In order to achieve the above object, the present invention provides an accelerator of a deep convolutional neural network based on an FPGA, including: the fast convolution operation module and the two-dimensional convolution memory interaction module;
the fast convolution operation module is used for combining light-weight fast multiplication with a Winograd algorithm to realize fast convolution operation of the deep convolution neural network;
and the two-dimensional convolution memory interaction module is used for transmitting data between the outside of the chip and the inside of the chip by adopting a trapezoidal multiplexing memory interaction optimization strategy according to the intermediate calculation result and the weight in the process of the rapid convolution operation, so that the data interaction between the inside and the outside of the chip is minimized.

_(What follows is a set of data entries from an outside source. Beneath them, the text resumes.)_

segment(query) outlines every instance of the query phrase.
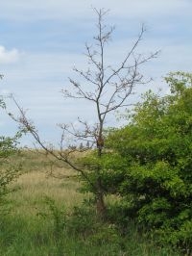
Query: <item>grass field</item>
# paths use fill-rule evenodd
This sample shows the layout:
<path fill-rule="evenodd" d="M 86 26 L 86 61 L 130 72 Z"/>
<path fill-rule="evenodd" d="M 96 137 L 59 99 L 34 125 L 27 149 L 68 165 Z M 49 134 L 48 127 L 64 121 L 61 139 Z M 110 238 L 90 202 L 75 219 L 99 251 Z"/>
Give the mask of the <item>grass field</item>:
<path fill-rule="evenodd" d="M 67 166 L 54 166 L 65 175 L 58 179 L 50 176 L 44 155 L 25 151 L 12 161 L 22 162 L 23 174 L 9 194 L 10 214 L 1 214 L 0 255 L 180 255 L 144 239 L 132 223 L 124 238 L 113 225 L 101 223 L 94 211 L 82 206 L 88 195 L 78 192 L 80 183 Z"/>

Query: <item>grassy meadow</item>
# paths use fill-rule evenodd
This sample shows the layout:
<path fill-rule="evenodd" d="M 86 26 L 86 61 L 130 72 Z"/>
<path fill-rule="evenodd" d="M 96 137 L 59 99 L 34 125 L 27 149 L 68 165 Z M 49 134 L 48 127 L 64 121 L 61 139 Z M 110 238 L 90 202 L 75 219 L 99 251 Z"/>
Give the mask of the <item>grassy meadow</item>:
<path fill-rule="evenodd" d="M 67 166 L 53 166 L 34 151 L 12 159 L 18 161 L 23 174 L 12 185 L 15 191 L 1 211 L 1 256 L 180 255 L 156 245 L 133 223 L 124 237 L 114 225 L 102 223 L 83 204 L 89 195 L 78 191 L 76 173 Z M 53 169 L 57 177 L 50 175 Z"/>

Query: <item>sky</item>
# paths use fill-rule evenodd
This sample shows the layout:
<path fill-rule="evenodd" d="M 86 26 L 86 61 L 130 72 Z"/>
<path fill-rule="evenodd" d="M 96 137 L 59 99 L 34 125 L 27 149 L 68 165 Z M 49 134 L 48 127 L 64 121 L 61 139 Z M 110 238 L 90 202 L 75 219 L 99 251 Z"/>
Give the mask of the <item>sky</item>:
<path fill-rule="evenodd" d="M 73 66 L 86 67 L 84 44 L 97 34 L 93 8 L 109 10 L 105 22 L 114 25 L 112 40 L 106 49 L 106 61 L 116 64 L 135 41 L 141 25 L 146 32 L 138 53 L 160 50 L 158 57 L 146 64 L 142 72 L 153 82 L 136 88 L 136 93 L 168 88 L 163 77 L 170 71 L 192 72 L 191 0 L 9 0 L 0 3 L 0 95 L 8 112 L 17 115 L 9 99 L 12 93 L 27 111 L 44 141 L 57 144 L 57 124 L 72 122 L 78 116 L 95 122 L 94 109 L 87 102 L 65 100 L 62 89 L 69 89 L 68 78 L 76 78 Z M 113 117 L 109 126 L 116 126 Z M 1 135 L 12 136 L 17 129 L 1 111 Z M 22 145 L 33 139 L 24 137 Z"/>

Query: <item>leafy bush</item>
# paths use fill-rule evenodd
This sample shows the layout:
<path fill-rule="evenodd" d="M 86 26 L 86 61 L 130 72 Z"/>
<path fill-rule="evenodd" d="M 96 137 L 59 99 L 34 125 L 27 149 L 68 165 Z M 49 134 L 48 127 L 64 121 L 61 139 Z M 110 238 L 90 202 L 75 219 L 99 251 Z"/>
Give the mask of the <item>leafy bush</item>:
<path fill-rule="evenodd" d="M 113 167 L 110 183 L 130 218 L 191 253 L 192 75 L 173 73 L 166 81 L 170 95 L 147 92 L 132 121 L 108 136 L 109 162 L 118 155 L 120 173 L 117 179 Z"/>

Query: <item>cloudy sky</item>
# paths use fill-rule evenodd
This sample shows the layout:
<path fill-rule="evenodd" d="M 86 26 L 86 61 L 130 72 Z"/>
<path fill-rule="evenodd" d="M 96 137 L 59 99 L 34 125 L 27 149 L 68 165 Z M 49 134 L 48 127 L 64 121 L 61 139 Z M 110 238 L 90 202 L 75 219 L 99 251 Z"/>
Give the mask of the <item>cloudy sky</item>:
<path fill-rule="evenodd" d="M 87 103 L 65 101 L 60 90 L 69 88 L 72 67 L 84 68 L 84 43 L 96 33 L 92 8 L 109 9 L 106 23 L 115 25 L 107 61 L 119 63 L 139 34 L 147 31 L 138 53 L 161 50 L 143 68 L 154 82 L 148 88 L 167 87 L 162 77 L 170 71 L 192 70 L 191 0 L 9 0 L 0 3 L 0 94 L 12 93 L 28 110 L 44 141 L 56 142 L 57 123 L 76 123 L 78 116 L 94 121 Z M 137 88 L 138 93 L 143 88 Z M 8 109 L 16 113 L 7 99 Z M 109 125 L 113 125 L 112 122 Z M 13 135 L 16 125 L 1 113 L 2 135 Z M 22 143 L 30 144 L 31 138 Z"/>

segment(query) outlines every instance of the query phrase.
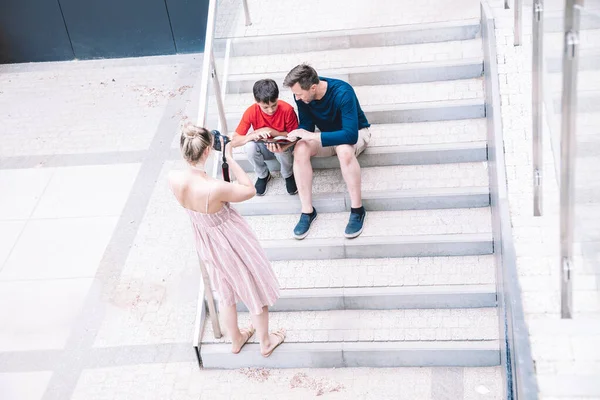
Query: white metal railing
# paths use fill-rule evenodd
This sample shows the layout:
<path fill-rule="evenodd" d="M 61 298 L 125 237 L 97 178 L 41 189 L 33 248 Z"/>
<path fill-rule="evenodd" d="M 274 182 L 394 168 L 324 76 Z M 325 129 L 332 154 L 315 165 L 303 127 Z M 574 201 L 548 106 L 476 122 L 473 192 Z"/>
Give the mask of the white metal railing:
<path fill-rule="evenodd" d="M 566 0 L 560 141 L 560 265 L 561 316 L 573 317 L 573 240 L 575 230 L 575 150 L 579 7 L 583 0 Z"/>
<path fill-rule="evenodd" d="M 215 62 L 214 54 L 214 40 L 215 40 L 215 28 L 218 11 L 218 0 L 210 0 L 208 4 L 208 16 L 206 21 L 206 35 L 204 41 L 204 58 L 202 61 L 202 75 L 200 79 L 200 101 L 198 108 L 197 125 L 206 127 L 208 105 L 209 105 L 209 87 L 213 85 L 213 93 L 215 96 L 215 102 L 217 105 L 217 112 L 219 115 L 219 128 L 224 134 L 229 131 L 227 129 L 227 118 L 225 116 L 225 107 L 223 104 L 223 92 L 221 90 L 221 84 L 219 82 L 219 75 L 217 73 L 217 66 Z M 250 12 L 248 10 L 247 0 L 242 0 L 244 6 L 244 14 L 246 17 L 246 26 L 251 25 Z M 212 165 L 208 168 L 208 171 L 213 178 L 218 175 L 218 157 L 215 157 Z M 198 307 L 196 311 L 196 322 L 194 325 L 194 347 L 199 355 L 199 347 L 202 340 L 202 327 L 204 323 L 205 310 L 208 308 L 210 321 L 213 327 L 213 333 L 215 338 L 223 336 L 221 326 L 219 324 L 219 316 L 217 312 L 216 300 L 213 296 L 210 278 L 206 265 L 199 260 L 200 272 L 202 274 L 202 282 L 200 283 L 200 295 L 198 296 Z"/>
<path fill-rule="evenodd" d="M 217 18 L 217 0 L 210 0 L 208 4 L 208 17 L 206 21 L 206 36 L 204 41 L 204 58 L 202 61 L 202 76 L 200 79 L 200 106 L 198 108 L 198 126 L 206 125 L 206 117 L 208 113 L 208 89 L 209 80 L 213 80 L 214 73 L 214 57 L 213 57 L 213 40 L 215 33 L 215 23 Z M 217 97 L 221 94 L 220 90 L 216 92 Z M 216 168 L 212 168 L 212 174 L 216 173 Z M 196 323 L 194 329 L 194 346 L 199 348 L 202 341 L 202 326 L 204 323 L 204 310 L 208 306 L 208 313 L 213 327 L 215 338 L 222 336 L 221 326 L 219 324 L 219 316 L 217 315 L 217 306 L 212 293 L 212 287 L 206 265 L 202 260 L 198 260 L 200 272 L 202 274 L 202 283 L 200 284 L 200 295 L 198 296 L 198 307 L 196 310 Z"/>
<path fill-rule="evenodd" d="M 542 215 L 543 179 L 543 81 L 544 81 L 544 0 L 534 0 L 532 13 L 532 156 L 533 156 L 533 215 Z"/>
<path fill-rule="evenodd" d="M 579 60 L 580 11 L 584 0 L 564 1 L 564 26 L 562 43 L 562 90 L 560 107 L 560 293 L 561 317 L 573 317 L 573 256 L 575 230 L 575 165 L 577 74 Z M 522 0 L 515 0 L 515 45 L 522 39 Z M 543 110 L 544 98 L 552 121 L 554 104 L 552 96 L 544 95 L 544 0 L 532 4 L 532 169 L 533 215 L 543 214 Z M 550 27 L 552 30 L 556 27 Z M 552 91 L 552 88 L 548 88 Z M 550 103 L 550 104 L 548 104 Z M 552 126 L 552 122 L 549 123 Z M 558 157 L 557 157 L 558 156 Z"/>

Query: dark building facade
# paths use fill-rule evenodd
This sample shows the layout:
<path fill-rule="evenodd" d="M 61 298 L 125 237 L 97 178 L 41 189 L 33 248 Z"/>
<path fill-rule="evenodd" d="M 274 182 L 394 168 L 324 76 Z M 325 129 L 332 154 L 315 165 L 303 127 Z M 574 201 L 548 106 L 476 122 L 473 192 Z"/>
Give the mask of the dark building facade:
<path fill-rule="evenodd" d="M 0 62 L 204 50 L 208 0 L 0 0 Z"/>

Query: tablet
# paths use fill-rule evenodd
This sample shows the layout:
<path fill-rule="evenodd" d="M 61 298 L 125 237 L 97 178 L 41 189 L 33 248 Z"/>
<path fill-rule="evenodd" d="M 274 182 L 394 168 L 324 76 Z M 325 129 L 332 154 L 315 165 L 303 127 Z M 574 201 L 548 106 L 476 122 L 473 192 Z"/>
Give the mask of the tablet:
<path fill-rule="evenodd" d="M 263 143 L 272 143 L 272 144 L 280 144 L 280 145 L 286 145 L 286 144 L 290 144 L 290 143 L 295 143 L 298 139 L 294 139 L 294 140 L 290 140 L 288 139 L 286 136 L 276 136 L 273 138 L 267 138 L 267 139 L 262 139 L 261 142 Z"/>

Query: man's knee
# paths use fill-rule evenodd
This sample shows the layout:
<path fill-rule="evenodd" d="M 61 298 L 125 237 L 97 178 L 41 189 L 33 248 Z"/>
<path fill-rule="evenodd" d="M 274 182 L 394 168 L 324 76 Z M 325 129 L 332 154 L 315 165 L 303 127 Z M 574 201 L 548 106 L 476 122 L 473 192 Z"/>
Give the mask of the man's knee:
<path fill-rule="evenodd" d="M 250 142 L 246 143 L 244 145 L 244 151 L 246 152 L 246 155 L 248 157 L 254 157 L 256 155 L 256 153 L 258 153 L 260 151 L 258 148 L 258 143 L 254 142 L 254 141 L 250 141 Z"/>
<path fill-rule="evenodd" d="M 306 142 L 299 141 L 294 148 L 294 160 L 306 161 L 310 160 L 312 149 Z"/>
<path fill-rule="evenodd" d="M 335 149 L 338 159 L 340 160 L 340 166 L 344 167 L 349 165 L 356 155 L 354 154 L 354 147 L 350 145 L 340 145 Z"/>

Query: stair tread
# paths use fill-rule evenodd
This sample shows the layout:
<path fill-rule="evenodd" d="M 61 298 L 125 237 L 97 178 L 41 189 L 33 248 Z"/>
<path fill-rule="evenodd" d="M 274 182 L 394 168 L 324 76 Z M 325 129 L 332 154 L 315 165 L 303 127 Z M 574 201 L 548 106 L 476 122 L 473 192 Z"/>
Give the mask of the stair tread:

As an improvement of the above system, a specific implementation process of the fast convolution operation module includes:
for two-dimensional convolution, assuming that the size of the output is m × m and the size of the convolution kernel is r × r, the two-dimensional convolution can be represented by F (m × m, r × r); the two-dimensional Winograd convolution calculation formula is as follows:
Y=A T [(GgG T )⊙(B T dB)]A
wherein G, B and A respectively represent convolution kernel conversion matrix and input conversion matrixAnd outputting transformation matrices, which G, B and A can be calculated in advance when m and r are determined; d represents the input, g represents the convolution kernel; b is T Denotes the transposition of B, A T Denotes the transposition of A, G T Represents a transpose of G;
winograd is improved by adopting fast multiplication, and the improved calculation formula is as follows:
Y=A T fm[(GgG T ),(B T dB)]A
where fm (X, Y) denotes fast multiplication of two multiplication matrices X and Y, and elements at the same positions of X and Y are multiplied by the fast multiplication.

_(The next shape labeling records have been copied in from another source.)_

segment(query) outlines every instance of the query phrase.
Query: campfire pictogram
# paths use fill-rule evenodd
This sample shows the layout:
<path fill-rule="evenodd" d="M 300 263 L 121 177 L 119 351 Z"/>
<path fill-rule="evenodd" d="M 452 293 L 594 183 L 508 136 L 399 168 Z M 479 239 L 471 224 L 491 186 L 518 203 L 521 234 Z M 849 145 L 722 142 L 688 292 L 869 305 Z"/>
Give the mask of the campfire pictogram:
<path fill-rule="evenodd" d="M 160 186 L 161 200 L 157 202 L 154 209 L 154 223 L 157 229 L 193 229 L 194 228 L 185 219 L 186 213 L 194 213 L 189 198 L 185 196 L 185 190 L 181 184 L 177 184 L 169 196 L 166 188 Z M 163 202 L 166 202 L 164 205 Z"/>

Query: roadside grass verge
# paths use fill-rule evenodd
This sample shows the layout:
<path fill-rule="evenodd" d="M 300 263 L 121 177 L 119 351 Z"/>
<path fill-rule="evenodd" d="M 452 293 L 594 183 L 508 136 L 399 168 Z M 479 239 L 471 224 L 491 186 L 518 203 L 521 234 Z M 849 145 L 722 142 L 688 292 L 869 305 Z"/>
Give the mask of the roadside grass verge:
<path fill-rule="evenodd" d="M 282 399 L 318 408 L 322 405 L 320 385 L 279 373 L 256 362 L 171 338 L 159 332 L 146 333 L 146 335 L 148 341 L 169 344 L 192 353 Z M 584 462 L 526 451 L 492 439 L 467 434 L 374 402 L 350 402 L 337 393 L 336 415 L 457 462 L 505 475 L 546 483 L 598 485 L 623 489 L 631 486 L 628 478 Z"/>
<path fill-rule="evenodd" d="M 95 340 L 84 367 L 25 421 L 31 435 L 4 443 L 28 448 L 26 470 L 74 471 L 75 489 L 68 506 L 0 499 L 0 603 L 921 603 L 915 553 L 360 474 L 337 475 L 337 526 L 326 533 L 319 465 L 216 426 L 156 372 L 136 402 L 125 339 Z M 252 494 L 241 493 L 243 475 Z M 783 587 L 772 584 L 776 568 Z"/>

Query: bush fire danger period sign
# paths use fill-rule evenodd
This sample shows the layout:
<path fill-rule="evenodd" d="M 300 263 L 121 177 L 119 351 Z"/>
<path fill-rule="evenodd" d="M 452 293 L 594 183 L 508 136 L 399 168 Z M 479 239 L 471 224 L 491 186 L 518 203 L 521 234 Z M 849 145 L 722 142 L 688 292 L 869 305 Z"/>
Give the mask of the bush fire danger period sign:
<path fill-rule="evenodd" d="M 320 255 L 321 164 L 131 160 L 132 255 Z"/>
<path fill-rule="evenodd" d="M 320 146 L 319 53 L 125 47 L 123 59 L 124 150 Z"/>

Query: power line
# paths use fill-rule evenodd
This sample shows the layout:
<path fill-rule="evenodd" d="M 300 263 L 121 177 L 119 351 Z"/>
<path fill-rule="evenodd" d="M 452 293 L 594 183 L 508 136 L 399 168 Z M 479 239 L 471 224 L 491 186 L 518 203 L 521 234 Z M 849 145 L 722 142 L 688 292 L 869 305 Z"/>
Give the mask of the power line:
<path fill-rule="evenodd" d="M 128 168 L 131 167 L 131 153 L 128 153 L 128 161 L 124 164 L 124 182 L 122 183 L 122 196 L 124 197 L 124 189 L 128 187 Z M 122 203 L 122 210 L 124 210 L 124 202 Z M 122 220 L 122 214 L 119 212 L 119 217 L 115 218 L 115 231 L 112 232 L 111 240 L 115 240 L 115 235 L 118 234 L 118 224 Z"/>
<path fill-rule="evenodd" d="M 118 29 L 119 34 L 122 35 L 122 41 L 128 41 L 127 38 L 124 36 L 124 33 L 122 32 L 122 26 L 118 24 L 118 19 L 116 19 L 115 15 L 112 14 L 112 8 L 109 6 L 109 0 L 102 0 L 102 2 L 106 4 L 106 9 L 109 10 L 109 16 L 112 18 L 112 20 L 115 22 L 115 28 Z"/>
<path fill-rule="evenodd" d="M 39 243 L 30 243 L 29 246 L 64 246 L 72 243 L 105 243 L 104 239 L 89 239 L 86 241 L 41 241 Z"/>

As an improvement of the above system, a specific implementation process of the two-dimensional convolution memory interaction module includes:
the input feature map and weights of the deep convolutional neural network are divided into trapezoidal data blocks; when the convolution window slides the trapezoidal data, the trapezoidal data needs to be normally converted, namely the sliding window on the trapezoidal data is converted back to a normal convolution window according to the window corresponding rule;
the calculation sequence of the trapezoidal multiplexing is that each trapezoidal data block is taken from left to right in sequence, and after the trapezoidal data is calculated, the overlapped data of the adjacent data blocks on the right side is stored; for the calculation of each trapezoidal data block, the window sliding mode is from top to bottom and then from left to right;
the ladder data is divided into three parts: a front, a corner, and a rear; the three columns of the trapezoid are represented by three vectors: x, y and z, wherein the total number of the sliding windows is n, the positions of the sliding windows are p, p is more than or equal to 0 and less than or equal to n-1, and p is an integer; when the total number of the sliding windows is n and is more than or equal to 5, the values in the windows have the following three conditions according to the difference of p, and the three conditions respectively correspond to the front part, the corner part and the rear part of the trapezoidal data;
(1) when the temperature is higher than the set temperature
Figure BDA0002965458090000041
When the sliding window is arranged at the front part of the trapezoid;
(2) when in use
Figure BDA0002965458090000042
When the sliding window is at the corner of the trapezoid, there are
Figure BDA0002965458090000043
And
Figure BDA0002965458090000044
the three windows;
(3) when in use
Figure BDA0002965458090000045
The sliding window is at the rear of the trapezoid.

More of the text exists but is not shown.